Ma arriviamo ai risparmi, che secondo le sinistre sarebbero stati prosciugati dall’austerity provocata dal governo raggiungendo uno dei livelli più bassi dall’inizio delle serie storiche. Altra sciagura? Ebbene, andiamo a guardare, sempre con l’ausilio dei grafici dell’Istat, cosa è successo nel 2020, anno orribile della pandemia. Toh, la curva della propensione al risparmio è ai massimi storici (15,6%), malgrado la cassa integrazione, le fabbriche chiuse, le serrande abbassate e gli italiani aggrappati ai sussidi pubblici per riuscire ad arrivare alla fine del mese. Quello che sfugge ai commentatori improvvisati, ma che gli economisti sanno bene, è che le persone non risparmiano quando hanno un sacco di soldi in tasca, ma quando hanno paura di quello che può accadere nel futuro. Si mette fieno in cascina per superare l’inverno, non perché se n’è prodotto in abbondanza.
SALGONO I CONSUMI
In altre parole, lanciare allarmi sul declino perché gli italiani risparmiano meno è come dire si stava meglio quando si stava peggio. Ma la realtà è che la propensione al risparmio ha iniziato a precipitare non appena superata la pandemia, nella fase del rimbalzo del pil e della ripartenza dell’economia. Paradossalmente, come dice l’Istat, nel quarto trimestre del 2023 «la propensione al risparmio aumenta sia rispetto al trimestre precedente sia rispetto allo stesso trimestre dell’anno precedente». Anche se sull’orizzonte temporale dell’intero anno l’indice scende al 6,3% rispetto al 7,8 del 2022.
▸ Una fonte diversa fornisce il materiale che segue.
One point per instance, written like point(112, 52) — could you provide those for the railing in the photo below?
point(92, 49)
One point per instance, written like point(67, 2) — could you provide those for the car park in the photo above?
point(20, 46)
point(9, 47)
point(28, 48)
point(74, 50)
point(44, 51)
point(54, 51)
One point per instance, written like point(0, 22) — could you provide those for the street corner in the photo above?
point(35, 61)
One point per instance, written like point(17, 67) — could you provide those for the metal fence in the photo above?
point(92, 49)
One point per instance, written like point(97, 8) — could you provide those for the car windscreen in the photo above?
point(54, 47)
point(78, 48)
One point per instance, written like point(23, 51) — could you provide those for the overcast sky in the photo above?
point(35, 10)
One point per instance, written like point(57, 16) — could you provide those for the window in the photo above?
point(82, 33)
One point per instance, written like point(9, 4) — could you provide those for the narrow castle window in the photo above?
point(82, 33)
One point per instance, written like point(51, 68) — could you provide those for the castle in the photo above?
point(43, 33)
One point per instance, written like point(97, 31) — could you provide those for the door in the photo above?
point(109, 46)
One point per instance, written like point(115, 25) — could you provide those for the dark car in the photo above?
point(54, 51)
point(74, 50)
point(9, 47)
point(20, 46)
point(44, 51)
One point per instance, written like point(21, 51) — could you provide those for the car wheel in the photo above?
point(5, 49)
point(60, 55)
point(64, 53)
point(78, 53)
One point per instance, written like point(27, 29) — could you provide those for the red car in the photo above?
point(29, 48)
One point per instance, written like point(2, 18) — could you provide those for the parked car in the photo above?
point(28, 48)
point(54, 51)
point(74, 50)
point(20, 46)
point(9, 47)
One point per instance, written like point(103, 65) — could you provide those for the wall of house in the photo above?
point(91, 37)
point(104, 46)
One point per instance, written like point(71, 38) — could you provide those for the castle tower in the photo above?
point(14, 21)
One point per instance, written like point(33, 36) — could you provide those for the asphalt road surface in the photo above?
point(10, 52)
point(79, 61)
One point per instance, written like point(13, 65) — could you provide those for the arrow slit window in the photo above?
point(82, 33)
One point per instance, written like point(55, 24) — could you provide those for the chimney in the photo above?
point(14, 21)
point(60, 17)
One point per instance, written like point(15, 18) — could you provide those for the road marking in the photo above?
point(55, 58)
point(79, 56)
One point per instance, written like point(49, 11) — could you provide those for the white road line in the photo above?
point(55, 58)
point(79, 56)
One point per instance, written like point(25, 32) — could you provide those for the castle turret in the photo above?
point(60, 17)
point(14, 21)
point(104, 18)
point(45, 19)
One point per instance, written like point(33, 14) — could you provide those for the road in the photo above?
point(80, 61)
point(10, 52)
Ma è comprensibile che mettersi ad aprire un rapporto dell’Istat non è cosa che gli stacanovisti della politica possono permettersi. Facendolo, avrebbero anche scoperto che nello stesso anno in cui i risparmi sono rimasti ai livelli più bassi, la spesa delle famiglie è invece cresciuta del 6,5%, mentre gli investimenti fissi lordi sono saliti del 3,3%. Due indicatori che mal si accompagnano ad un Paese in declino. E che vanno letti contestualmente a quelli contestati. «La dinamica più sostenuta della spesa per consumi finali delle famiglie (+6,5%, +74,6 miliardi di euro), rispetto al reddito disponibile», scrive infatti l’Istat, ha determinato nel 2023 una ulteriore riduzione della quota di reddito destinata al risparmio».
C’è poi un documento che le opposizioni non hanno voluto considerare neanche nelle sintesi brutali dei titoli delle agenzie di stampa, che è quello del Misery Index di Confcommercio. Ma qui si capisce bene il motivo. A febbraio 2024 l'indice di disagio sociale calcolato dall’associazione si è attestato a 12,8 (-0,3 punti su gennaio), che è, udite udite, il livello più basso da agosto 2009. Quanto alle tasse, infine, sì, il gettito dell’erario è aumentato. Fosse accaduto il contrario avrebbero senza pensarci due volte accusato il governo di aver favorito l’evasione.